Bien que sa réputation soit basée sur ses remarquables esquisses de la vie et du caractère dans les ghettos de Galicie, il n'est pas simplement un romancier de ghetto. Sa plume lui assura une place parmi les principaux auteurs de l'Allemagne contemporaine. En 1887 parut son œuvre la plus importante, « Ein Kampf ums Recht » (Breslau, 4e éd., 1900), dans laquelle il décrit la lutte d'un paysan de Bucovine pour ce qu'il imagine être son droit, et le conflit entre son droit racial traditionnel et la loi du multitudinaire empire autrichien moderne.

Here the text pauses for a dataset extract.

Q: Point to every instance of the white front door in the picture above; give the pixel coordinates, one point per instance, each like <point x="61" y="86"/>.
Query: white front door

En sus des ouvrages mentionnés, Franzos écrivit :
- Junge Liebe, Breslau, 1878 ; - Von den Türken in Europa (une traduction du « Turkey in Europe » de James Baker), Breslau, 1878 ; - Stille Geschichten, Dresden, 1880 ; - Mein Franz, une histoire courte en vers, Leipsic, 1881 ; - Der Präsident, Berlin, 1884 ; - Die Reise nach dem Schicksal, Stuttgart, 1885 ; - Trug, Stuttgart, 1885 ; - Die Schatten, Stuttgart, 1888 ; - Der Gott des Alten Doktors, Jena, 1892 ; - Die Suggestion und die Dichtung, recueil d'études littéraires, Berlin, 1892 ; - Der Wahrheitssucher, Berlin, 1893 ; - Ungeschickte Leute, Berlin, 1894 ; - Ein Opfer, Berlin, 1894 ; - Der Kleine Martin, Berlin, 1894 ; - Leib-Weihnachtskuchen und Sein Kind, Berlin, 1894 ; - Allerlei Geister, Berlin, 1895 ; - Mann und Weib, Berlin, 1899 ; - Heine's Geburtstag ; Aus Anhalt und Thüringen, tous deux Berlin, 1900 ; - Ernst Schulze und Caecilie, Berlin, 1901.

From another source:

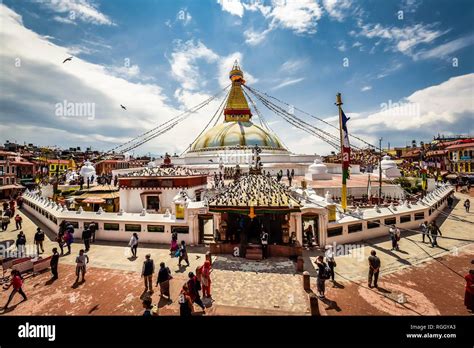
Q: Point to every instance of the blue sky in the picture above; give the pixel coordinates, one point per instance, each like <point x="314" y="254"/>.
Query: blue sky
<point x="159" y="57"/>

En 1879, Franzos publia « Georg Büchner's Sämintliche Werke und Handschriftlicher Nachlass » ; en 1883, il édita « Deutsches Dichterbuch aus Oesterreich » (Leipsic) ; en 1895, « Die Geschichte der Erstlingswerke » (Berlin), esquisses autobiographiques des premiers efforts d'auteurs allemands contemporains ; en 1899, « Konrad Meyer » (Berlin), une étude de ce romancier allemand bien connu. Presque tous ses livres ont été traduits en anglais, français et autres langues européennes.
Franzos a toujours montré de l'intérêt pour les affaires juives et a exercé plusieurs fonctions communales à Vienne et à Berlin. Son épouse est Ottilie Benedikt, née à Vienne le 24 sept. 1856, qui publia (sous le pseudonyme « F. Ottner ») deux romans : « Das Adoptivkind und Andere Novellen » (1896) et « Schweigen » (1902).